Hier sagt die Theosophie entschieden „Nein“, denn wir leben in einem von Bewusstsein und Leben durchdrungenen Universum. Unsere Körper bestehen aus unzähligen winzigen Leben, und jeder Mensch ist wiederum ein unverzichtbarer Teil eines noch größeren Organismus. Wir sind eingebunden in die vielfältigen Kreisläufe der Natur – Räder innerhalb von Rädern, Zyklen innerhalb von Zyklen. Den Zyklen kann niemand entfliehen und niemand kann ihren regulären Lauf aufhalten. Wir können aber sehr wohl Einfluss darauf nehmen, wie sich die Zyklen auf uns persönlich auswirken.

Karman, das Gesetz von Ursache und Wirkung, bewirkt das Gleichgewicht in der Natur, es wirkt auf allen Daseinsbereichen. Der einzelne Mensch kann das Karma der großen Zyklen, wie z. B. nationales Karma, nicht ändern. Er kann aber sehr wohl sein eigenes Karma und damit sein Schicksal beeinflussen. Doch wir verbessern unsere Situation nicht durch eine egoistische, auf den eigenen Vorteil bedachte Ellbogenmentalität.
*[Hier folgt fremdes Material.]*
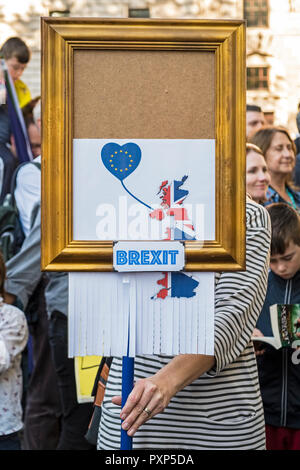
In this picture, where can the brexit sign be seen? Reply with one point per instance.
(148, 256)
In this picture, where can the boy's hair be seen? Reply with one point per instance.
(285, 222)
(2, 274)
(264, 136)
(15, 47)
(253, 107)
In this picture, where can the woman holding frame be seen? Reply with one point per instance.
(195, 401)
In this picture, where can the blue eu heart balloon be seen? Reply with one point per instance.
(121, 160)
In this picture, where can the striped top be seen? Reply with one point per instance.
(223, 408)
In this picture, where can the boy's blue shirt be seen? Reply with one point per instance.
(279, 291)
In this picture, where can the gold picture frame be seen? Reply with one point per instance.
(70, 43)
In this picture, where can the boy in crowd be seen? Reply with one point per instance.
(279, 373)
(17, 55)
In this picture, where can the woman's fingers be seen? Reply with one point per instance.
(143, 403)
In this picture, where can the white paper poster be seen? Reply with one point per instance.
(143, 189)
(111, 314)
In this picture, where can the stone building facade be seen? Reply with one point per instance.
(273, 39)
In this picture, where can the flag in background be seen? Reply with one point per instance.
(16, 119)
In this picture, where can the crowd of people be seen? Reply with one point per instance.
(243, 397)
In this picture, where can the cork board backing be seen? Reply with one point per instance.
(144, 94)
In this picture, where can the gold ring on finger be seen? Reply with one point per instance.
(147, 411)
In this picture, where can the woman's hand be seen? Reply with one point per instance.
(148, 398)
(258, 347)
(152, 395)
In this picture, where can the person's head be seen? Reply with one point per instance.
(278, 148)
(257, 175)
(34, 136)
(2, 274)
(254, 119)
(16, 55)
(285, 241)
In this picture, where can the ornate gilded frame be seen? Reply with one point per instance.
(60, 37)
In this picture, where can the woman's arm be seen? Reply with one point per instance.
(154, 393)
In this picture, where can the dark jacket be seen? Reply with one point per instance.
(279, 377)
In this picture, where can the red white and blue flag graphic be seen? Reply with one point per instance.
(172, 197)
(176, 285)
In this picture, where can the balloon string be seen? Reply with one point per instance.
(149, 207)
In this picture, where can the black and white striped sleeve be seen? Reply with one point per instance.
(239, 296)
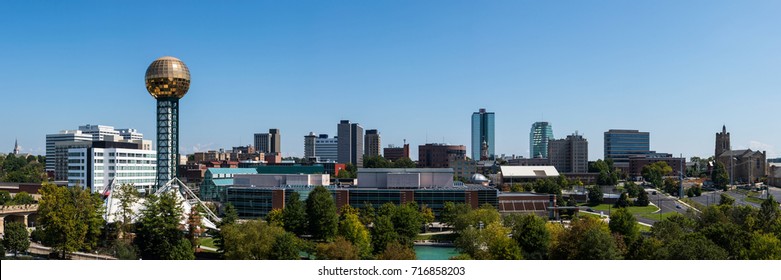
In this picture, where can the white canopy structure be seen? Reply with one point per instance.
(184, 195)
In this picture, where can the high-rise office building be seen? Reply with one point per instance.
(63, 136)
(89, 133)
(621, 144)
(309, 145)
(435, 155)
(394, 153)
(270, 142)
(569, 155)
(482, 134)
(371, 143)
(350, 143)
(262, 142)
(275, 139)
(540, 134)
(95, 166)
(326, 149)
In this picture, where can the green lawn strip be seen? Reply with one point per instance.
(208, 242)
(635, 210)
(656, 217)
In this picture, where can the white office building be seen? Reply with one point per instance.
(94, 168)
(87, 133)
(63, 136)
(326, 149)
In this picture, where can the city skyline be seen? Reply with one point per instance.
(691, 66)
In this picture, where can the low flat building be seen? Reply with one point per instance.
(405, 178)
(518, 174)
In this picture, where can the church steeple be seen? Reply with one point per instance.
(16, 147)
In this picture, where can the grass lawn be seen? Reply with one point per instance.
(208, 242)
(635, 210)
(655, 216)
(755, 200)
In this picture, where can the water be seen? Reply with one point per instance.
(435, 252)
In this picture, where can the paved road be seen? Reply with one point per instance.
(666, 203)
(710, 198)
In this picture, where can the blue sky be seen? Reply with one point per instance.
(415, 70)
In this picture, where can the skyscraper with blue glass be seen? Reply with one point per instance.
(482, 133)
(620, 144)
(541, 133)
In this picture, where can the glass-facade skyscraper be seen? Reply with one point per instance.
(621, 144)
(482, 130)
(539, 136)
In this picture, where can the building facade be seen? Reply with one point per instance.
(326, 149)
(435, 155)
(309, 145)
(94, 168)
(393, 153)
(371, 143)
(569, 155)
(743, 166)
(262, 142)
(275, 141)
(621, 144)
(350, 144)
(483, 134)
(539, 136)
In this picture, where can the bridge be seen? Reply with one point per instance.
(25, 214)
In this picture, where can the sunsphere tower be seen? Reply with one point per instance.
(167, 80)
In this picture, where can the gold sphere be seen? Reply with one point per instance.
(167, 77)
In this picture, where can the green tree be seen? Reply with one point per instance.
(764, 247)
(158, 233)
(286, 247)
(23, 198)
(351, 228)
(642, 198)
(623, 201)
(404, 162)
(397, 251)
(725, 199)
(769, 214)
(595, 196)
(251, 240)
(16, 239)
(587, 238)
(321, 211)
(719, 177)
(294, 215)
(340, 249)
(695, 246)
(383, 233)
(407, 221)
(276, 218)
(127, 195)
(531, 234)
(230, 215)
(624, 223)
(654, 172)
(70, 218)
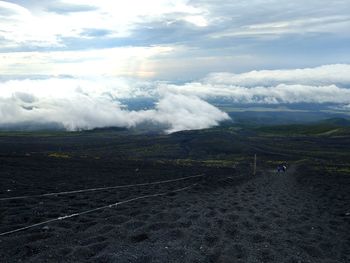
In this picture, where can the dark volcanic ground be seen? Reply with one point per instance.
(226, 217)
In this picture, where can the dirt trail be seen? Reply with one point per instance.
(285, 223)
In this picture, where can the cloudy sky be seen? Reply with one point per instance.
(181, 52)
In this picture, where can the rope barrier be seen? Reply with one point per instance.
(95, 209)
(99, 189)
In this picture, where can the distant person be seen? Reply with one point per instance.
(282, 167)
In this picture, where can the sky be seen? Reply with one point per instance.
(59, 57)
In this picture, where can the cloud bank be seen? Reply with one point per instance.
(77, 105)
(89, 103)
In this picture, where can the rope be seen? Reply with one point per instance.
(99, 189)
(95, 209)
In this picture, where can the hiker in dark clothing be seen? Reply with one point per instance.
(282, 167)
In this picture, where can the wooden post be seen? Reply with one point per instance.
(254, 171)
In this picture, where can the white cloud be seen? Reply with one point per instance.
(323, 75)
(86, 104)
(123, 61)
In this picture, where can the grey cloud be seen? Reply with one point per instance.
(63, 8)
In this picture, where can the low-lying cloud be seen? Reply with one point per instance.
(82, 105)
(90, 103)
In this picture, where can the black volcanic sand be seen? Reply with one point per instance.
(225, 218)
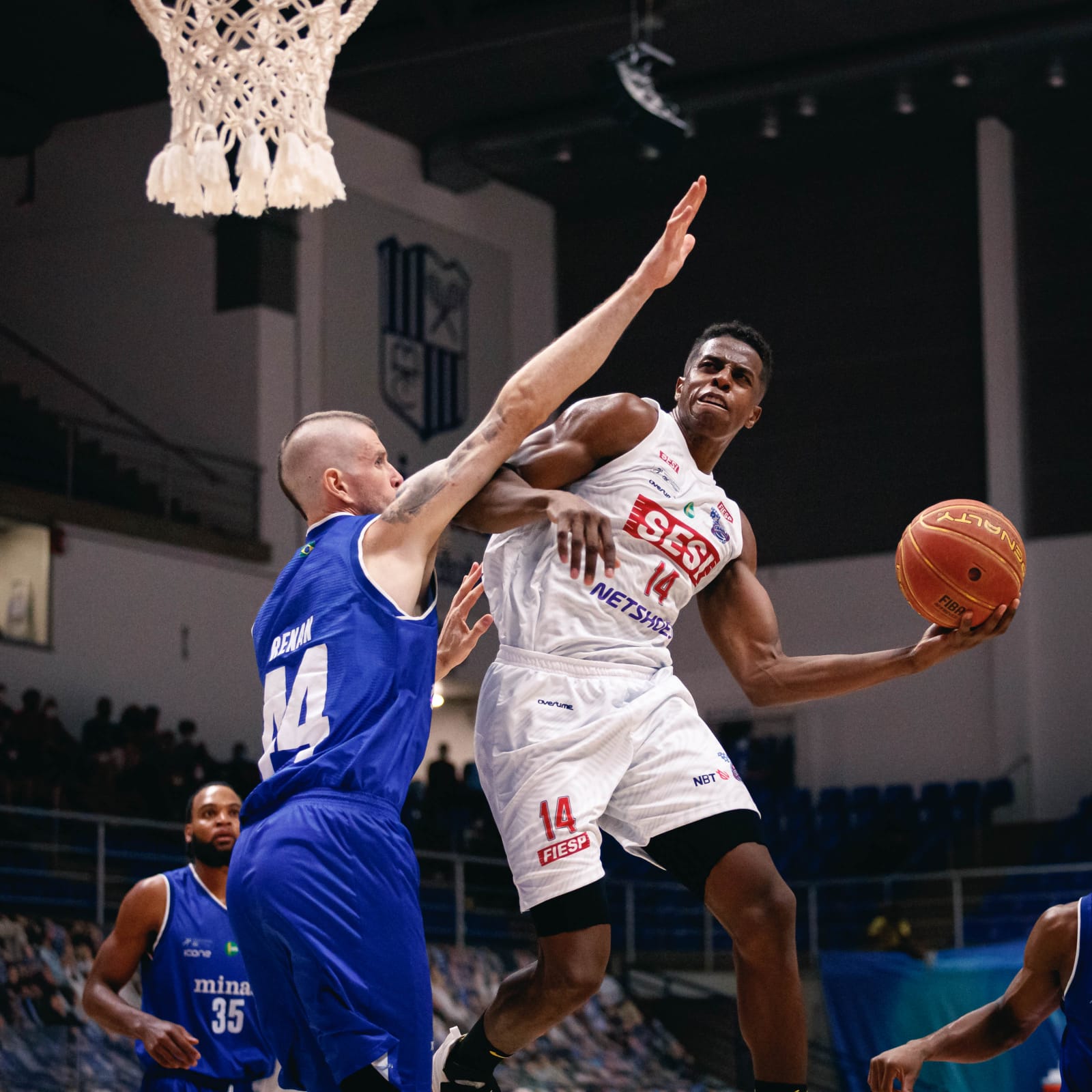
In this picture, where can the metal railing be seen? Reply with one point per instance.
(71, 864)
(109, 456)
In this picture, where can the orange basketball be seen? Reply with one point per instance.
(957, 557)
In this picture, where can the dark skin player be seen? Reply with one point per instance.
(719, 394)
(213, 830)
(1032, 996)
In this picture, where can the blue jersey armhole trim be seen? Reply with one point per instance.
(169, 915)
(369, 584)
(1077, 955)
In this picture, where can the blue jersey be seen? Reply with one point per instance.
(1076, 1059)
(195, 977)
(347, 676)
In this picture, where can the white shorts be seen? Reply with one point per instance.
(567, 748)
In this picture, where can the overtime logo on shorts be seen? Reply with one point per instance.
(424, 309)
(689, 549)
(564, 849)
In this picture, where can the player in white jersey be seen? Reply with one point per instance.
(584, 728)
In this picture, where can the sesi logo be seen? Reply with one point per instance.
(689, 549)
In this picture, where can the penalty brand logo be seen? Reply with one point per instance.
(565, 849)
(424, 311)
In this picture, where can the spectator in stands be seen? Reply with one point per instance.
(98, 733)
(890, 932)
(442, 781)
(130, 728)
(60, 751)
(191, 758)
(5, 710)
(242, 773)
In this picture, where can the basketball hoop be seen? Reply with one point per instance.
(242, 74)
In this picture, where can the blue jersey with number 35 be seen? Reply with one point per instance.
(195, 977)
(347, 676)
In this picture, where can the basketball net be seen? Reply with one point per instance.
(243, 74)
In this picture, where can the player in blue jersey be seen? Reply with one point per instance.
(1057, 972)
(324, 891)
(197, 1026)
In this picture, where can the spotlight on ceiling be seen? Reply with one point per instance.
(657, 120)
(771, 124)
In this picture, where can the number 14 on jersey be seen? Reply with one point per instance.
(660, 584)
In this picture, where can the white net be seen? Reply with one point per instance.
(248, 74)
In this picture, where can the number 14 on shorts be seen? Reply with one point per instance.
(562, 817)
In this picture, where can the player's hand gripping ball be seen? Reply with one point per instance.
(960, 557)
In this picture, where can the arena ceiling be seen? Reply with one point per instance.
(516, 90)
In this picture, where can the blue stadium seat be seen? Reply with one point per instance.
(966, 803)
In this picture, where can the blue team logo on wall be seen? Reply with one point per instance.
(424, 308)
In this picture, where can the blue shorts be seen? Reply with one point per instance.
(158, 1080)
(322, 895)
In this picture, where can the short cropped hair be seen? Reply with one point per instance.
(321, 415)
(741, 332)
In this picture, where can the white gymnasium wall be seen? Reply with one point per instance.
(119, 611)
(945, 724)
(124, 292)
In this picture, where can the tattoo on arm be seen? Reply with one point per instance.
(415, 494)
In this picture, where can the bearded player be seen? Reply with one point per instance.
(197, 1026)
(582, 726)
(324, 890)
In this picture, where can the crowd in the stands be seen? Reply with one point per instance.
(129, 766)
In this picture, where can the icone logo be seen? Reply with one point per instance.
(557, 850)
(689, 549)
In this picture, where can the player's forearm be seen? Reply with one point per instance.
(975, 1037)
(786, 680)
(106, 1008)
(549, 377)
(506, 502)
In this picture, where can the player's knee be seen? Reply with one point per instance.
(770, 919)
(573, 982)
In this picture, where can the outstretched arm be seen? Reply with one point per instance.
(531, 486)
(1032, 996)
(398, 545)
(741, 622)
(139, 920)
Niemand kann hoffen, einer schwierigen nationalen oder globalen Situation auf Dauer dadurch zu entgehen, dass er ichbezogen oder gar rücksichtslos versucht, für sich persönlich eine besonders vorteilhafte Situation zu schaffen. Nur durch selbstloses Denken und Handeln für Mensch und Natur werden die positiven, aufbauenden Energien freigesetzt, die aus dem Sog der Hoffnungslosigkeit herausführen. Jeder Einzelne kann seine persönliche Situation zum Besseren verändern.

Jede noch so kleine Anstrengung, der Natur zu helfen, trägt ihre Früchte. Das Niedere zum Höheren zu erheben ist Aufgabe des Menschen. Helfen wir den unter uns stehenden Naturreichen bei ihrer Evolution, so helfen wir der gesamten Erde. Nur durch gegenseitige Hilfe schreitet der Mensch in seiner Evolution fort. Es ist nicht schwer, diesen Weg zu gehen – alles, was wir dazu benötigen, liegt in uns!